All Nippon Airways (ANA) said today it expects to take delivery of the first production Boeing 787 in September, roughly a month before a planned, inaugural charter flight between Toyko Narita International Airport and Hong Kong. Following a pair of one-hour, domestic excursions out of Narita, ANA plans to launch scheduled service between Tokyo’s Haneda Airport and Okayama or between Haneda and Hiroshima.
ANA’s announcement comes as Boeing works through a 20-workday hold on major 787 supplier deliveries initiated earlier this month. The move marked the fifth time Boeing instituted a pause on the Dreamliner assembly line in the last year and a half.

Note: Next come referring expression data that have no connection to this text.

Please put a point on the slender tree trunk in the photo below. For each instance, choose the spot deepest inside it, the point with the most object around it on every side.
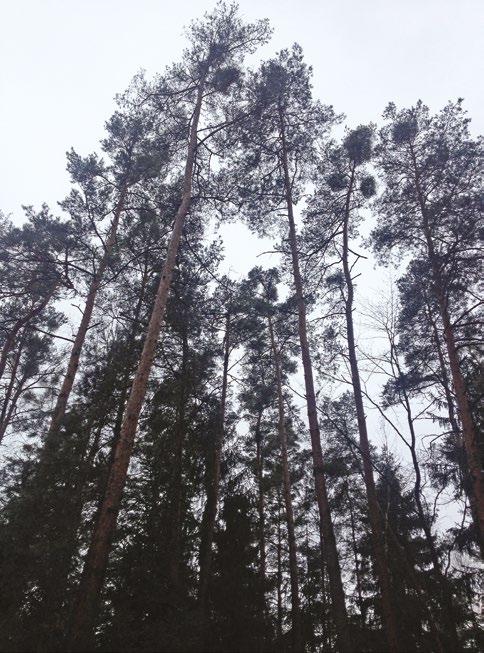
(260, 508)
(334, 571)
(326, 625)
(474, 459)
(97, 557)
(446, 596)
(75, 355)
(361, 605)
(295, 601)
(8, 404)
(175, 516)
(279, 577)
(19, 324)
(213, 487)
(381, 566)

“We have initiated a roughly 20-day adjustment to the loading of new airplanes into final-body join,” a Boeing spokesman told AIN. “We continue to make small schedule adjustments as needed to ensure the entire production system flows as designed and to minimize adverse impacts to final assembly. This is a proven approach that we began using last year.”
The so-called adjustments come as result of “temporary challenges related to spot parts shortages and remaining engineering change incorporation,” said the spokesman. “We began contacting supplier-partners earlier this month to advise them of their updated schedules so they can begin adjusting their resources to create additional time that they can use to complete scheduled work,” he added. “They will not stop production during this time.”

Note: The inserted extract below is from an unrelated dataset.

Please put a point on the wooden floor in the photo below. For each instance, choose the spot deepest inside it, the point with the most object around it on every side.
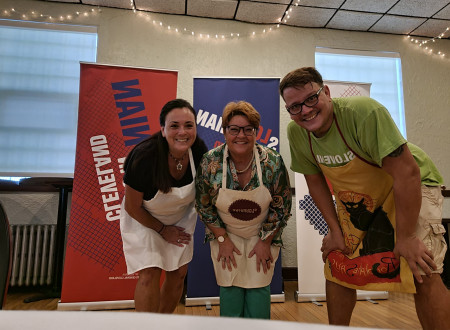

Although Boeing declined to specify when the line would return to normal operation, the further “small” schedule adjustments would seem to indicate that the hold could last more than 20 workdays–or well into August.

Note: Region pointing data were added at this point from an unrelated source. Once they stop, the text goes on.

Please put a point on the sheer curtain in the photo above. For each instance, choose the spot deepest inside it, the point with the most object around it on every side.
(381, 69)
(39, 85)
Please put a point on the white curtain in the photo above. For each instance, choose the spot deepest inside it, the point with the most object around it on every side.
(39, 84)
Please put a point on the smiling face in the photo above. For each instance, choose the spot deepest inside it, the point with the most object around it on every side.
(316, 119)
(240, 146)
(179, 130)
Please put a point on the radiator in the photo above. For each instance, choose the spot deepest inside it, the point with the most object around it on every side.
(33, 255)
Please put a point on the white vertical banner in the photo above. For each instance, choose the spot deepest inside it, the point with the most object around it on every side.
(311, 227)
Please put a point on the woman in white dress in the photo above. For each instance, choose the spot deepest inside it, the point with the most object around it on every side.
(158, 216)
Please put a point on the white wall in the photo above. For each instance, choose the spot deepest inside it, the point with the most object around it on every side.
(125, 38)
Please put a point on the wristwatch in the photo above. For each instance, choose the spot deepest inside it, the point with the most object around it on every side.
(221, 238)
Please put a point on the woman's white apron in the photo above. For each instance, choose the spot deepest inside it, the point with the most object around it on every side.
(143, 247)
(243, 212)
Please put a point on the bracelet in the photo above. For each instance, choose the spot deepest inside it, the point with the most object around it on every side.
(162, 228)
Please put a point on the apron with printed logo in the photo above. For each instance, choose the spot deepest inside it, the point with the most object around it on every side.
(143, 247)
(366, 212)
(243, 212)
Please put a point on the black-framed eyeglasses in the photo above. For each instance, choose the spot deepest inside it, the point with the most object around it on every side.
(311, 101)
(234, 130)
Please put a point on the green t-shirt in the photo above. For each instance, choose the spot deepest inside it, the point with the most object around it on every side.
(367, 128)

Now building two 787s a month, Boeing plans to increase that rate to 10 by the end of 2013. Under the plans, Boeing would build seven airplanes a month in Everett, Wash., and three at its new Charleston, N.C. facility. This latest hold, said the spokesman, will not affect those plans.
“This is the right step to take to make sure we deliver the best airplanes to our customers with the highest quality possible today, and to maintain that quality as we move up in rate in the next few years,” he said. “This adjustment does not affect our first delivery timing or longer term [production] rate plans.”